After decades of hard use, the B-1s are in poor material condition and badly in need of upgrades. Modification programs and extensive depot maintenance have tied up many of the swing-wing bombers. Others are idle while awaiting spare parts.
Just seven of the 62 B-1 bombers were fully mission-capable in July 2019, South Dakota senator Mike Rounds revealed. The low readiness rate -- one of the lowest across the Air Force’s fleet -- has weighed on the service’s plans for its bomber force.
The Air Force is developing the new B-21 stealth bomber as a replacement for the B-1s as well as for the flying branch’s 20 B-2s. The Air Force is upgrading 76 B-52 bombers for service alongside the B-21.
The service hopes to acquire at least 100 B-21s starting in the mid-2020s. If, as widely expected, the Pentagon approves an expansion of the bomber force, the Air Force either would have to buy more B-21s or hold on to existing B-1s and B-2s.
At present, the plan is for the B-1s gradually to leave service starting in the 2020s. “Once sufficient numbers of B-21 aircraft are operational, B-1s will be incrementally retired,” said Maj. Emily Grabowski, an Air Force spokesperson. “No exact dates have been established.”
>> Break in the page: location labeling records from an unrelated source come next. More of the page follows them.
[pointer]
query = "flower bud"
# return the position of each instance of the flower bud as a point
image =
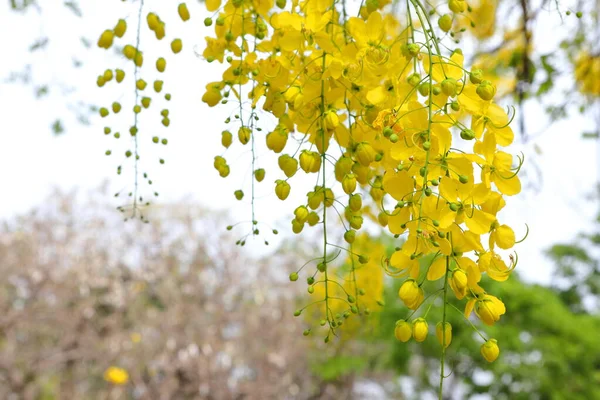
(467, 134)
(449, 87)
(301, 213)
(297, 226)
(355, 202)
(445, 22)
(490, 350)
(342, 167)
(420, 329)
(349, 183)
(365, 154)
(403, 331)
(331, 120)
(313, 218)
(244, 134)
(310, 161)
(486, 91)
(458, 283)
(382, 218)
(184, 14)
(356, 222)
(226, 138)
(106, 39)
(476, 76)
(277, 139)
(457, 6)
(489, 309)
(444, 333)
(350, 236)
(413, 79)
(282, 189)
(288, 165)
(259, 174)
(176, 45)
(411, 294)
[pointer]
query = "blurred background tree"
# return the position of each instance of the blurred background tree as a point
(187, 317)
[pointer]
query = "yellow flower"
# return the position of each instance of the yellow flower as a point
(403, 331)
(443, 333)
(420, 329)
(489, 309)
(411, 294)
(490, 350)
(116, 376)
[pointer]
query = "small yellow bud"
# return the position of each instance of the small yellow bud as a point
(282, 189)
(153, 21)
(349, 183)
(301, 213)
(383, 218)
(403, 331)
(486, 91)
(244, 134)
(129, 51)
(184, 14)
(116, 376)
(331, 120)
(342, 167)
(365, 154)
(420, 329)
(288, 165)
(411, 294)
(120, 75)
(355, 202)
(489, 309)
(259, 174)
(445, 22)
(106, 39)
(176, 45)
(449, 87)
(120, 28)
(457, 6)
(211, 97)
(490, 350)
(277, 139)
(446, 331)
(297, 226)
(310, 161)
(226, 139)
(161, 64)
(313, 218)
(458, 283)
(108, 75)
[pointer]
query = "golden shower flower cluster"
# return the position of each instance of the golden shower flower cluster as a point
(147, 93)
(394, 129)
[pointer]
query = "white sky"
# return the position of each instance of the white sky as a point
(33, 161)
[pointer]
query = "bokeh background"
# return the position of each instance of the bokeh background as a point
(190, 315)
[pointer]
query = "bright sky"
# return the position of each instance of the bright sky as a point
(33, 161)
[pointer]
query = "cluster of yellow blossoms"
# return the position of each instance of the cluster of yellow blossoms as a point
(378, 109)
(143, 99)
(374, 108)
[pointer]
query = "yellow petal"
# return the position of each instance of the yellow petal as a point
(437, 269)
(480, 222)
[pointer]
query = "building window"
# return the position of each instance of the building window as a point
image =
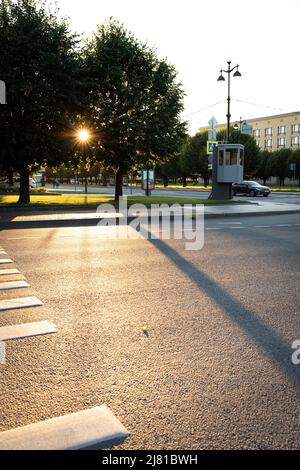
(296, 140)
(268, 131)
(295, 128)
(268, 143)
(281, 130)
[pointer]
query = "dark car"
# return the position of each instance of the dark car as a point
(252, 188)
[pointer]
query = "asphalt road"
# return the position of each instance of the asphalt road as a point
(213, 370)
(289, 198)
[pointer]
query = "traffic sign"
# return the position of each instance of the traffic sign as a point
(212, 134)
(213, 122)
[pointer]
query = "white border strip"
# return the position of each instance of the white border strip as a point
(20, 302)
(26, 330)
(7, 285)
(74, 431)
(4, 272)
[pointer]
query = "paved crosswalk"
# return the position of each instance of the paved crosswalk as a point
(17, 302)
(75, 431)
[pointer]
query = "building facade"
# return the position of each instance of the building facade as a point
(274, 132)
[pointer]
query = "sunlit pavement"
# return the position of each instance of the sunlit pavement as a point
(214, 369)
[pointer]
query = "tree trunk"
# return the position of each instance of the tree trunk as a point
(24, 196)
(119, 184)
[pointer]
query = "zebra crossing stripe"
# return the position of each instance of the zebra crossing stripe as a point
(4, 272)
(20, 302)
(13, 285)
(79, 430)
(26, 330)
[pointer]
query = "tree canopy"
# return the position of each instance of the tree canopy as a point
(134, 101)
(39, 63)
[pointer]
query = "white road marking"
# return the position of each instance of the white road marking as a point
(26, 330)
(13, 285)
(4, 272)
(20, 302)
(70, 432)
(21, 238)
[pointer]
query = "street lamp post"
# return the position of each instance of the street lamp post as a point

But the advent of new Mach-5 “hypersonic” munitions could motivate the Air Force to keep B-1s a few years longer, Aaron Mehta reported for Defense News. “Gen. Timothy Ray, the head of Air Force Global Strike Command, seemed to throw his support behind keeping the B-1 around for quite some time,” Mehta wrote. “In fact, in Ray’s mind, the B-1′s capabilities might expand.”